This notebook learns the stance of movie reviews posted on imdb and the trained model predicts the stance of the unknown movie reviews.

In [None]:
!pip install datasets
from datasets import load_dataset, load_metric

task = "imdb"

dataset = load_dataset(task)

print(dataset)

In [None]:

metric = load_metric("accuracy")

metric.compute(predictions=[0,0,1,1], references=[0,1,1,1])

Downloading builder script:   0%|          | 0.00/1.41k [00:00<?, ?B/s]

{'accuracy': 0.75}

In [None]:

splitted_datasets = dataset["train"].train_test_split(test_size=0.3)
print(splitted_datasets)

DatasetDict({
    train: Dataset({
        features: ['text', 'label'],
        num_rows: 17500
    })
    test: Dataset({
        features: ['text', 'label'],
        num_rows: 7500
    })
})


In [None]:
# !pip install transformers
from transformers import AutoTokenizer

model_checkpoint = "distilbert-base-uncased"

# use_fast: Whether or not to try to load the fast version of the tokenizer.
# Most of the tokenizers are available in two flavors: a full python
# implementation and a “Fast” implementation based on the Rust library 🤗 Tokenizers.
# The “Fast” implementations allows a significant speed-up in particular
# when doing batched tokenization, and additional methods to map between the
# original string (character and words) and the token space.
tokenizer = AutoTokenizer.from_pretrained(model_checkpoint, use_fast=True)

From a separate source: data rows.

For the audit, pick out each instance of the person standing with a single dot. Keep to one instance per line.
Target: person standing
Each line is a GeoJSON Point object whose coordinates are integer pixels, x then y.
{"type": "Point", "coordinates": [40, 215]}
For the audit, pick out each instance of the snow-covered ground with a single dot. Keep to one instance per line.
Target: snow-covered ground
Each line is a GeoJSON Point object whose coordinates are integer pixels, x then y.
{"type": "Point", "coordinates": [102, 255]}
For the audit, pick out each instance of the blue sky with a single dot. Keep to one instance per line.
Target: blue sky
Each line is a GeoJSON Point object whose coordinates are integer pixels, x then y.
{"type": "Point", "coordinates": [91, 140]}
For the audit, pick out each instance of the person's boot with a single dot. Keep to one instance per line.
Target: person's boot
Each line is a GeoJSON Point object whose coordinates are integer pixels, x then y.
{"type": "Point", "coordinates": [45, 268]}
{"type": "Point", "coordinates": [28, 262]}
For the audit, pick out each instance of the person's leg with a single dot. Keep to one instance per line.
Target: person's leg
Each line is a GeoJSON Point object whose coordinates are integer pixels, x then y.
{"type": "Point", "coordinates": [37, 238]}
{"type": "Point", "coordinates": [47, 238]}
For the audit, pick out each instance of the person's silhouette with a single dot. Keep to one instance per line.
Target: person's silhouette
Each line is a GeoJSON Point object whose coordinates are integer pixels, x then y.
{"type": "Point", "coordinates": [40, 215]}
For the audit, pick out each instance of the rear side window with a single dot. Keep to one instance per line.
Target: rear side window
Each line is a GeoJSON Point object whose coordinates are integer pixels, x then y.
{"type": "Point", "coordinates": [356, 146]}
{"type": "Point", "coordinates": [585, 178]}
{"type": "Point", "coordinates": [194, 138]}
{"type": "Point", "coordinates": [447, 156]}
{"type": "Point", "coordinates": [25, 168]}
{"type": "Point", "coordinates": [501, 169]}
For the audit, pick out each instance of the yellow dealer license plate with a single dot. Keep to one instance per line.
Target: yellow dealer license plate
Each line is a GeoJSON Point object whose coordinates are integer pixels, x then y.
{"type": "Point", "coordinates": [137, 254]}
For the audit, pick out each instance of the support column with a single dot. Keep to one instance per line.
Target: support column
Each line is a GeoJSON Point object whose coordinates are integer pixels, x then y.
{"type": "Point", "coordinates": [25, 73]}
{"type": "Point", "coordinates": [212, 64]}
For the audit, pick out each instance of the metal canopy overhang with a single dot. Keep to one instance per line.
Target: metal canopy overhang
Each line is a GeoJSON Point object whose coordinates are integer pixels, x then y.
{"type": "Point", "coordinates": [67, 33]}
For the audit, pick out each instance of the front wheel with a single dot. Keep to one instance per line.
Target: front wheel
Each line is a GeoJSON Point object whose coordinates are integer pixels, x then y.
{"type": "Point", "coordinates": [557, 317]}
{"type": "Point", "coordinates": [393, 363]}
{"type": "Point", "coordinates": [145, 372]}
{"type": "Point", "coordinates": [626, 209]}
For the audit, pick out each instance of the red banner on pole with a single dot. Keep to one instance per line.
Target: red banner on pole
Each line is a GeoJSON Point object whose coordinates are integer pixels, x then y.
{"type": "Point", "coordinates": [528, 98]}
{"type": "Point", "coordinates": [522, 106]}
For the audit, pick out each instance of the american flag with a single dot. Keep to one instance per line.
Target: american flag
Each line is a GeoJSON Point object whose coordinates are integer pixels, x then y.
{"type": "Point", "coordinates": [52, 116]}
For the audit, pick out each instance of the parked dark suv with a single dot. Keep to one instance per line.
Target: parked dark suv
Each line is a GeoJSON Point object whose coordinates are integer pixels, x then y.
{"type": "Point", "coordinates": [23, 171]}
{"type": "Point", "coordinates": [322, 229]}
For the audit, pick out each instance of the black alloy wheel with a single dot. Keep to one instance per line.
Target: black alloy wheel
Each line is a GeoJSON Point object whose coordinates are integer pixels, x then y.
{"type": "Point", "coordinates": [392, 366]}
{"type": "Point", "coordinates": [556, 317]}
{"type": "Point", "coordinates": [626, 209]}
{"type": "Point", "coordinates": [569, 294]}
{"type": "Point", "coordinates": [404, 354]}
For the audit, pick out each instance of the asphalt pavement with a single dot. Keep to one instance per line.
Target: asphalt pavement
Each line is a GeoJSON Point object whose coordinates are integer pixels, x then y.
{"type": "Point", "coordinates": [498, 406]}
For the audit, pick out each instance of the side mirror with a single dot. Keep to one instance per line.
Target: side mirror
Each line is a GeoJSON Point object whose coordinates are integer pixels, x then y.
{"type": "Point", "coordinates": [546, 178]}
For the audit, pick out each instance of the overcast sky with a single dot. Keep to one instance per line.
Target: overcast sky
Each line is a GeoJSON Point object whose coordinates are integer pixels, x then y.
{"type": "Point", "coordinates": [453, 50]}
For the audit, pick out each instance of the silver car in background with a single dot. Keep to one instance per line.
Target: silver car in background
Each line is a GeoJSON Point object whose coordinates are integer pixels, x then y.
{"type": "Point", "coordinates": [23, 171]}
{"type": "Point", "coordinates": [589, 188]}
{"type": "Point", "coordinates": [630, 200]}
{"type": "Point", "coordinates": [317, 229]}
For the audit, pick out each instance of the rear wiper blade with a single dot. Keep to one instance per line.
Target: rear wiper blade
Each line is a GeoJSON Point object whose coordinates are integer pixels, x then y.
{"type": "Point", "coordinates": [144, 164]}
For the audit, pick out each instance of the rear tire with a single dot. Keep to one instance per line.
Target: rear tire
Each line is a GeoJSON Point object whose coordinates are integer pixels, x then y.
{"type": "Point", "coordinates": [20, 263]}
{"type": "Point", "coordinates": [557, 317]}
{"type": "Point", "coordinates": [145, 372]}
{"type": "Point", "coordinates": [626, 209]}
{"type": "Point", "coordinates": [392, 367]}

tokenizer(["Hello, this one sentence!"])

In [None]:
def preprocess_function_batch(examples):
    # truncation=True: truncate to the maximum acceptable input length for
    # the model. 
    return tokenizer(examples["text"], truncation=True)

# batched=True: use this if you have a mapped function which can efficiently
# handle batches of inputs like the tokenizer
splitted_datasets_encoded = splitted_datasets.map(preprocess_function_batch, batched=True)

  0%|          | 0/18 [00:00<?, ?ba/s]

  0%|          | 0/8 [00:00<?, ?ba/s]

In [None]:
# !pip install transformers

from transformers import TrainingArguments, Trainer
from transformers import AutoModelForSequenceClassification

# num_labels: number of labels to use in the last layer added to the model,
# typically for a classification task.

# The AutoModelForSequenceClassification class loads the
# DistilBertForSequenceClassification class as underlying model. Since 
# AutoModelForSequenceClassification doesn't accept the parameter 'num_labels', 
# it is passed to the underlying class DistilBertForSequenceClassification, which
# accepts it.

model = AutoModelForSequenceClassification.from_pretrained(model_checkpoint, num_labels=2).cuda()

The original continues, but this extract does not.